Par Richard Dion - 1er avril 2019
Proposer une définition neutre et objective de la violence qui cernerait l’ensemble des phénomènes sociaux auxquels on se réfère sous ce vocable est un projet de l’ampleur d’une odyssée. De quoi est-il question quand nous voulons aborder un tel sujet? Quelles réalités sociologiques le chercheur tente-t-il de nous révéler par ses études sur la violence? Tout discours sur ce sujet n’est pas neutre en soi, il implique toujours le point de vue subjectif – normatif, idéologique – de ceux et celles qui s’intéressent à une telle réalité, que ce soit pour théoriser, comprendre, observer, intervenir, dénoncer le phénomène ou même y recourir.

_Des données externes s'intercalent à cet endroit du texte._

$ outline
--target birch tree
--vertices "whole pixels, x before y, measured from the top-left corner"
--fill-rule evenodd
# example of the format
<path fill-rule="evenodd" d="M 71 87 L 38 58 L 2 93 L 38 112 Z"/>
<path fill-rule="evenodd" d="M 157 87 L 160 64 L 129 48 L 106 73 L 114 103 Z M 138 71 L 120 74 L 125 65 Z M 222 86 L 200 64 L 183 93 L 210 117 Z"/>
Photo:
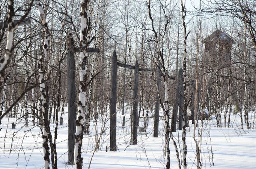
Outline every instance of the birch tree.
<path fill-rule="evenodd" d="M 75 122 L 76 132 L 75 133 L 75 149 L 74 158 L 76 169 L 81 169 L 83 159 L 81 157 L 82 144 L 84 126 L 84 118 L 85 108 L 87 106 L 86 91 L 87 90 L 87 70 L 88 68 L 88 53 L 86 52 L 87 47 L 87 35 L 89 31 L 88 6 L 89 0 L 83 0 L 81 3 L 81 30 L 80 31 L 80 61 L 79 61 L 79 91 L 77 104 L 77 113 Z M 87 117 L 87 114 L 85 114 Z M 85 119 L 85 123 L 86 123 Z"/>
<path fill-rule="evenodd" d="M 183 168 L 187 169 L 187 145 L 186 144 L 186 125 L 187 118 L 187 102 L 186 99 L 187 96 L 187 39 L 190 32 L 187 33 L 187 28 L 185 22 L 186 17 L 185 7 L 183 5 L 183 0 L 181 0 L 181 18 L 183 25 L 183 31 L 184 36 L 184 47 L 183 53 L 183 87 L 184 93 L 184 104 L 183 107 L 183 114 L 182 116 L 182 159 L 183 160 Z"/>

Cette « chose » que l’on nomme violence peut prendre de multiples formes. Pour une certaine psychologie comportementale, par exemple en biopsychologie, une étude de la violence sera orientée sur l’individu et ses troubles neuropsychiques, voire même ses « causes » génétiques, délaissant ainsi le caractère holiste – ou sociologique – du phénomène. À l’inverse, une discipline comme les sciences politiques, s’intéressant notamment à l’analyse des divers systèmes et sous-systèmes de la société, ignorerait la dimension « psychologique » ou subjective des acteurs de la violence. Au contraire de ces deux exemples, la sociologie pourra développer une approche qui tente de dépasser cette opposition existante entre les points de vue individualiste et holiste. C’est l’idéal que défend une certaine sociologie critique (Freitag, 1995). Cependant, une telle perspective ne se retrouve pas seulement en sociologie, mais permet également à des psychologues – à des psychanalystes par exemple – de développer un point de vue holiste et à des chercheurs en sciences politiques de s’intéresser à la dimension psychologique ou subjective des individus en tant que sujets de la violence et acteurs de l’histoire.
Heureusement, dans la pratique de beaucoup de chercheurs et peu importe le domaine d’étude, les frontières entre les diverses sciences sociales sont beaucoup moins étanches que nos représentations exposées ci-haut. Il ne s’agit pas seulement d’une question de discipline académique, mais d’un problème épistémologique sur les fondements théoriques et scientifiques du savoir.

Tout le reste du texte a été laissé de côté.